The European Central Bank has again opted not to resume its programme of buying up bonds of eurozone nations, data suggested Monday, despite widespread expectations that the bank may do so soon.
According to data published on the bank's website, it did not buy any sovereign bonds last week for the 22nd week in a row.
The ECB launched its bond-buying blitz under the Securities Market Programme (SMP) in 2010 to help debt-wracked eurozone countries that were finding it difficult to drum up financing in capital markets.
But the SMP has lain dormant since February following the ECB's moves to pump more than one trillion euros ($1.23 trillion) into the banking system via three-year funding operations in December and February.

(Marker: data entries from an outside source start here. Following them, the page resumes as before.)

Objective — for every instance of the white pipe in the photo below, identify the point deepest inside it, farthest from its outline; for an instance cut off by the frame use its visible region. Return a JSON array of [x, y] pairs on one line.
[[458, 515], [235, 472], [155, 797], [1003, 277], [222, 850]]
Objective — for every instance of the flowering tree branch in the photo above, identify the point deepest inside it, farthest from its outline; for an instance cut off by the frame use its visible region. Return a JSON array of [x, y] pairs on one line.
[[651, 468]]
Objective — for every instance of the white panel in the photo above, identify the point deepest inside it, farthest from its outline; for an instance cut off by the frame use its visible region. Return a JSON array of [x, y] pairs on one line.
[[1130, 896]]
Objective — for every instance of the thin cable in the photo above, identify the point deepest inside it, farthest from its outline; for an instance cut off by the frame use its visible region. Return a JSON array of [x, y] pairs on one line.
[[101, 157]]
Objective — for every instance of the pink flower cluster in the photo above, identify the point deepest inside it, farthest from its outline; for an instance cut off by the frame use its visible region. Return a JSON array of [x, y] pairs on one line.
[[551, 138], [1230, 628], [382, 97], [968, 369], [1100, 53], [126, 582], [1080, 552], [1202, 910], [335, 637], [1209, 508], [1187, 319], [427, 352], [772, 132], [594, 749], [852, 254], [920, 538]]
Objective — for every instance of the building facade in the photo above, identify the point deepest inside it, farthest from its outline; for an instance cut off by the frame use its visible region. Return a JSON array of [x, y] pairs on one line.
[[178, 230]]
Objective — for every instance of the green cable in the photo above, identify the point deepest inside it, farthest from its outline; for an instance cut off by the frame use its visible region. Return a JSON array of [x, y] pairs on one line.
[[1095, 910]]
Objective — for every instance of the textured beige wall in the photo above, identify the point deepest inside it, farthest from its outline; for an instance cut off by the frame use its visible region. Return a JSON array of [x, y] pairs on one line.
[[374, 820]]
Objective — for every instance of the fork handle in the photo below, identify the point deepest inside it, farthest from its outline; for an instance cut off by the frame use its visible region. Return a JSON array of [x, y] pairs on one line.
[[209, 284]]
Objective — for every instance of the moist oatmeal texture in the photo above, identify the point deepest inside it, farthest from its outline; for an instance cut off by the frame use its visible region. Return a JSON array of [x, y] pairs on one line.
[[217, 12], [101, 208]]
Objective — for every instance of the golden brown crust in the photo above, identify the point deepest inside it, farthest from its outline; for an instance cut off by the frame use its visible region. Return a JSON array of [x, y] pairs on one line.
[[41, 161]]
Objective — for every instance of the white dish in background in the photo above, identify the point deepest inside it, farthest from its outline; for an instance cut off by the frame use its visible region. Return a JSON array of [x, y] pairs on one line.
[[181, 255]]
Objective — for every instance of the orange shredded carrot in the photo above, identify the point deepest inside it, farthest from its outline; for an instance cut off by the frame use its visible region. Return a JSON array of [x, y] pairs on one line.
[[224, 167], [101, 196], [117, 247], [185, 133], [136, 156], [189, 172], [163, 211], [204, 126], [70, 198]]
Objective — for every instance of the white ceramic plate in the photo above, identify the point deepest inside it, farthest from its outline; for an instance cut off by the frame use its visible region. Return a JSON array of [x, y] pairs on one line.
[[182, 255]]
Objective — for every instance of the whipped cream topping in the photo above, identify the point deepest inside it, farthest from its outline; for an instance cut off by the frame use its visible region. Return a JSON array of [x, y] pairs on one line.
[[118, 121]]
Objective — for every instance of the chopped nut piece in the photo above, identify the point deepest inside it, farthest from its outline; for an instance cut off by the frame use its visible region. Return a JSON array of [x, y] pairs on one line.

After one of the most hotly anticipated ECB policy meetings in recent history earlier this month, ECB chief Mario Draghi said the central bank "may" resume bond purchases, but it was primarily up to governments to solve the long-running debt crisis.

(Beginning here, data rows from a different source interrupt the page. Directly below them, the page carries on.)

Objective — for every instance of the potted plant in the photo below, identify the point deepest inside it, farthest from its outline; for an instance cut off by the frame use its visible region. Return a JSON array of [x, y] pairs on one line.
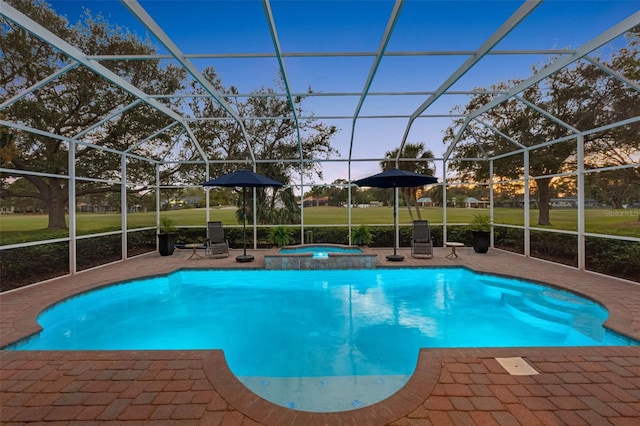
[[361, 236], [481, 231], [166, 237], [281, 235]]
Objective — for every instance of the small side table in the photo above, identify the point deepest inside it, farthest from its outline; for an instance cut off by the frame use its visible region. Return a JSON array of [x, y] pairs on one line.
[[195, 247], [453, 246]]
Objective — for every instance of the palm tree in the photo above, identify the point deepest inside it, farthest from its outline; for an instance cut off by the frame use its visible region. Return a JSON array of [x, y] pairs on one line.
[[420, 165]]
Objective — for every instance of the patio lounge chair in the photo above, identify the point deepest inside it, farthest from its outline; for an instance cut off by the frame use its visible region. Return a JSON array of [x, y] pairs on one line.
[[421, 242], [216, 244]]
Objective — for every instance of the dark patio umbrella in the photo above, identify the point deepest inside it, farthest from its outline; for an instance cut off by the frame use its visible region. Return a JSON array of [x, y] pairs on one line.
[[244, 179], [396, 178]]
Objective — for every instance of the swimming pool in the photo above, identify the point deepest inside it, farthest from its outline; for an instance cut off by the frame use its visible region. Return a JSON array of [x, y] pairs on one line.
[[322, 341]]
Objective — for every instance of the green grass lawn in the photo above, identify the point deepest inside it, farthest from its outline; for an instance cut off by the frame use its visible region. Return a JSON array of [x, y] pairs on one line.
[[19, 228]]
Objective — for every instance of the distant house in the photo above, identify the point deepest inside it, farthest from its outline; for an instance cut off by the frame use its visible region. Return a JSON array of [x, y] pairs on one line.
[[193, 201], [316, 201], [425, 202], [571, 202], [474, 203]]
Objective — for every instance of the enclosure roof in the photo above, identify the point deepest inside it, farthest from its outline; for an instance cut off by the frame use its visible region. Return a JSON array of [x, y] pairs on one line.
[[385, 73]]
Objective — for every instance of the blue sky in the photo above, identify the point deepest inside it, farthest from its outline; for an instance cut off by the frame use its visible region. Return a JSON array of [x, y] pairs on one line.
[[358, 26]]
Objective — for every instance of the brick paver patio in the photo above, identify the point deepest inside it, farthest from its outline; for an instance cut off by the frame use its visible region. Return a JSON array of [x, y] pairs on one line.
[[590, 386]]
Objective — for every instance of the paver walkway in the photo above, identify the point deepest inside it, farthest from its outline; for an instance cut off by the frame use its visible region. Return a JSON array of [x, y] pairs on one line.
[[590, 386]]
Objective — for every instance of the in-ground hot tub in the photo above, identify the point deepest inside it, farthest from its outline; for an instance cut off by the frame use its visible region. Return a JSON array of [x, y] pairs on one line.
[[321, 256]]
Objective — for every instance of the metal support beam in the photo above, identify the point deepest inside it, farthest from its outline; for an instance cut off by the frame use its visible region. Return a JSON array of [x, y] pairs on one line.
[[581, 199], [285, 79], [38, 85], [74, 53], [513, 21], [391, 23], [155, 29]]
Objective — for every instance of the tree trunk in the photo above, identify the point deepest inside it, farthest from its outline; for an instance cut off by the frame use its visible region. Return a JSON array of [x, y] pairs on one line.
[[405, 198], [544, 201], [56, 208]]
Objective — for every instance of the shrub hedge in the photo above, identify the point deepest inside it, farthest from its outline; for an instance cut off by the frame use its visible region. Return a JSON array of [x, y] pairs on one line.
[[28, 265]]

ECB executive board member Benoit Coeure said the same in a subsequent interview published in the Slovakian newspaper Hospodarske Noviny last week.
"Within its mandate to maintain price stability, and in strict independence, the ECB may then undertake sovereign bond purchases," Coeure said.

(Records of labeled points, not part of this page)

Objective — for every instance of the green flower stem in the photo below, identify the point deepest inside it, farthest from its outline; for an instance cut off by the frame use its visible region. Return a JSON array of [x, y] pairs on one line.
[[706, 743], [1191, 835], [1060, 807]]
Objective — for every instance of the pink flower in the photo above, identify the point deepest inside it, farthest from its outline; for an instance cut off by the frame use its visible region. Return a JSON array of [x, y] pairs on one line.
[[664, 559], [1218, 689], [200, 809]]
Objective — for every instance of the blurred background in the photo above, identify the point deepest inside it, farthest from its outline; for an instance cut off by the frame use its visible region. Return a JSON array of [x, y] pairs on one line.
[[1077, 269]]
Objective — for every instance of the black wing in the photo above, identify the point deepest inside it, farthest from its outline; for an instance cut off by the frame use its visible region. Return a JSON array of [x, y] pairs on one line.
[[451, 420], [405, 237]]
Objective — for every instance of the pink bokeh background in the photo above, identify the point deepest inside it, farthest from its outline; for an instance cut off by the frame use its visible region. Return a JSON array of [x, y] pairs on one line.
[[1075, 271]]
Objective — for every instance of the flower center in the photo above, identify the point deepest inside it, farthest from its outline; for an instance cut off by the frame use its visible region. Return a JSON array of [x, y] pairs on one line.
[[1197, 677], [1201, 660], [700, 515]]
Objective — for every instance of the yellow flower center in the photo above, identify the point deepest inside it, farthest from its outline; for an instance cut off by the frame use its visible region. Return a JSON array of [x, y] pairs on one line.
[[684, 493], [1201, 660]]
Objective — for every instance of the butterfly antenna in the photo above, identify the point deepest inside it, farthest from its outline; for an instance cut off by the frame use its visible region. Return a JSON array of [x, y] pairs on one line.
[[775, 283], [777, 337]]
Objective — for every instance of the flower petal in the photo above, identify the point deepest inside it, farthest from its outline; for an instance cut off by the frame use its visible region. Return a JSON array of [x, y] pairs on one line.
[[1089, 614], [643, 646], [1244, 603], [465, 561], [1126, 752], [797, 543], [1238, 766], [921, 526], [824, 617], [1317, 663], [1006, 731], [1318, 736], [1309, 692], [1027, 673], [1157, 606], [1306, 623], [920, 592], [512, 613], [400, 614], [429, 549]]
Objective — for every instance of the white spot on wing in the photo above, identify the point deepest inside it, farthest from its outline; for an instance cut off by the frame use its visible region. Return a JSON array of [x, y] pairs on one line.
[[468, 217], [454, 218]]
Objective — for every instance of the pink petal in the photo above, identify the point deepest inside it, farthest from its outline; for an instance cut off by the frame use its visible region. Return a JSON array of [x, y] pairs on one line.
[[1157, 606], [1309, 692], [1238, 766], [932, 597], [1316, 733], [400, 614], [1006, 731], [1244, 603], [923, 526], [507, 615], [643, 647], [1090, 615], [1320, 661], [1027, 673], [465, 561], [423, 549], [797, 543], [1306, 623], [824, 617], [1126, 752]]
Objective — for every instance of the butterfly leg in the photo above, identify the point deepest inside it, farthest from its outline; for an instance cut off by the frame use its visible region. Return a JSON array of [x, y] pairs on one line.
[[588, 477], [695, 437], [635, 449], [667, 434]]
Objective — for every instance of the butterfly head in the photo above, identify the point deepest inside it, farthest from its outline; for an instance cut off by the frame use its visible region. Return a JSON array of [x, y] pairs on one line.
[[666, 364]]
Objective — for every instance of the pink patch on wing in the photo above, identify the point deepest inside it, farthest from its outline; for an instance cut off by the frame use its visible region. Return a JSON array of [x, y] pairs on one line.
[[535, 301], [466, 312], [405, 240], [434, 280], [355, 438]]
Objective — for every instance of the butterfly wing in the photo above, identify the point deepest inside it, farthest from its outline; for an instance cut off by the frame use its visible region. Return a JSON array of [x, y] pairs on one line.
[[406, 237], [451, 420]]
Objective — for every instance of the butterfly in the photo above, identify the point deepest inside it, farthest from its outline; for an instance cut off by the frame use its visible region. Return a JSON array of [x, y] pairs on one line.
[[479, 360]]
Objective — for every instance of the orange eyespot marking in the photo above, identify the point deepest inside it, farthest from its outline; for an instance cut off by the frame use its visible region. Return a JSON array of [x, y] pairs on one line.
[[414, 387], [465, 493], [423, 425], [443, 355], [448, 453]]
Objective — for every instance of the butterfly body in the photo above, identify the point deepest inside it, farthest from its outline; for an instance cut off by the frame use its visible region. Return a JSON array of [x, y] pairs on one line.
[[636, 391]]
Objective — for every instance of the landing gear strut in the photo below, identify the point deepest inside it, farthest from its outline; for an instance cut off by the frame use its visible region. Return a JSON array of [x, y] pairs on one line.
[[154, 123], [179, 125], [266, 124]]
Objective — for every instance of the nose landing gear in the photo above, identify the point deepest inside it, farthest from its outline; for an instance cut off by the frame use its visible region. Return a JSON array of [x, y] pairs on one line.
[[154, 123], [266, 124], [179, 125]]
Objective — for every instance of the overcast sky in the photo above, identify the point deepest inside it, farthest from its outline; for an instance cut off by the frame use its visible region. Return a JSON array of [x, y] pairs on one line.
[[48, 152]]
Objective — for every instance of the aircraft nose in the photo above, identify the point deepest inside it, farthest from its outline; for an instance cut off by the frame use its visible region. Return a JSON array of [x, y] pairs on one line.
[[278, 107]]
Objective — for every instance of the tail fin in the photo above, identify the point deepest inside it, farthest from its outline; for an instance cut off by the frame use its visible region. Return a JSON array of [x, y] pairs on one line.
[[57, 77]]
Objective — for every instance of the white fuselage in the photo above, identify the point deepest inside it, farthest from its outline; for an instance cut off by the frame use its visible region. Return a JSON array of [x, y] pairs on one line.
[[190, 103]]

SMP was controversial from the start, with critics saying the ECB was overstepping its mandate in buying up sovereign bonds on the secondary market.
Between January and August 2011, the purchases dried up, but the ECB resumed the programme when renewed strains pushed Italian and Spanish borrowing rates to unsustainable levels.
The ECB has so far accumulated 211.5 billion euros in bonds from Greece Ireland, Portugal, Italy and Spain as part of the programme.
At one point, purchases reached as much as 22 billion euros in a single week.